Trauma freed of the concept of determinism: is it possible to have a dialogue between … – Frontiers
- A psicanalista francesa Laurence Joseph lança seu livro “Nos silences – Apprendre a les ècouter” – onde discorre sobre a importância do silêncio, aqueles que devem ser mantidos (como o “momento de silencio” proposto em determinadas situações sociais de celebração) e os que necessitam ser quebrados, silêncios protetores e silêncios cumplices da mentira. Entre a fala e o silêncio, a importância decisiva do saber escutar.

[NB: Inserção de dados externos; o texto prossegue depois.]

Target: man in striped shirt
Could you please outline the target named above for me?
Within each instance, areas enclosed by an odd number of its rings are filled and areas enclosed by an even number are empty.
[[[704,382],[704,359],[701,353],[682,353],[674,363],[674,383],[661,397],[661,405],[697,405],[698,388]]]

Laurence Joseph, psychanalyste : «Certains silences sont bénéfiques, d’autres exigent d’être brisés»
- Hannah Zeavin é uma jovem e brilhante psicanalista nova-iorquina, editora da prestigiosa revista de psicanálise ‘Parapraxis” e autora de alguns livros. Acaba de lançar “Mother Media: Hot and Cool Parenting in the Twenty-first Century”. Nele examina as ligações entre as incumbências da maternidade e o uso da tecnologia nos cuidados com os bebês, como a babá eletrônica e das telas em geral – TV, iPad, que são os antecessores do telefone celular.
Hannah Zeavin Tells Us Why Psychoanalysis Is About More Than Just Daddy Issues
- Excelente artigo da psicanalista portuguesa Sonia Soares Coelho sobre a ascensão da direita. Reproduzo aqui alguns parágrafos: “Como lembra Freud no seu texto ‘Psicologia das Massas e Análise do Eu’ (1921), em momentos de incerteza, os indivíduos tendem a buscar identificação com figuras fortes e grupos coesos. O ‘Eu’, ameaçado pelas contradições da realidade, alivia-se ao dissolver-se na massa — onde deixa de ser responsável por si mesmo, sentindo-se protegido por uma autoridade que promete ordem e sentido. A extrema-direita oferece, exactamente, isso: um líder sem ambiguidades, uma identidade clara, uma comunidade imaginada onde há pertença e exclusão. Para quem vive num mundo acelerado, precário, complexo e incerto, este ‘pacote’ pode ser altamente sedutor. Além disso, o sujeito contemporâneo está muitas vezes marcado por um sentimento difuso de impotência e de perda simbólica. Perante um mundo onde as referências tradicionais ruíram — família, religião, trabalho estável, Estado providência — há uma nostalgia por um passado idealizado e a necessidade inconsciente de encontrar um culpado pela desordem. A extrema-direita cresce onde o laço social se fragiliza. E faz-se forte ao explorar o medo e o ressentimento. Imigrantes, minorias, elites culturais, feministas, ambientalistas — qualquer grupo pode ser designado como inimigo simbólico, sobre o qual se projeta tudo o que é vivido como ameaça à integridade narcísica do ‘Eu’. Freud já nos advertia para o “narcisismo das pequenas diferenças” — a tendência de odiarmos mais intensamente quem está próximo, mas é diferente. A psicanálise mostra que o ódio ao ‘Outro’ é, muitas vezes, um ódio ao que em nós mesmos é estranho, ambíguo, indesejado. O fascínio pela pureza, pela ordem e pela força, esconde uma profunda angústia perante a diferença, a fragilidade e o desejo”.
“Inconsciente Político: Como cresceu a extrema-direita em Portugal?”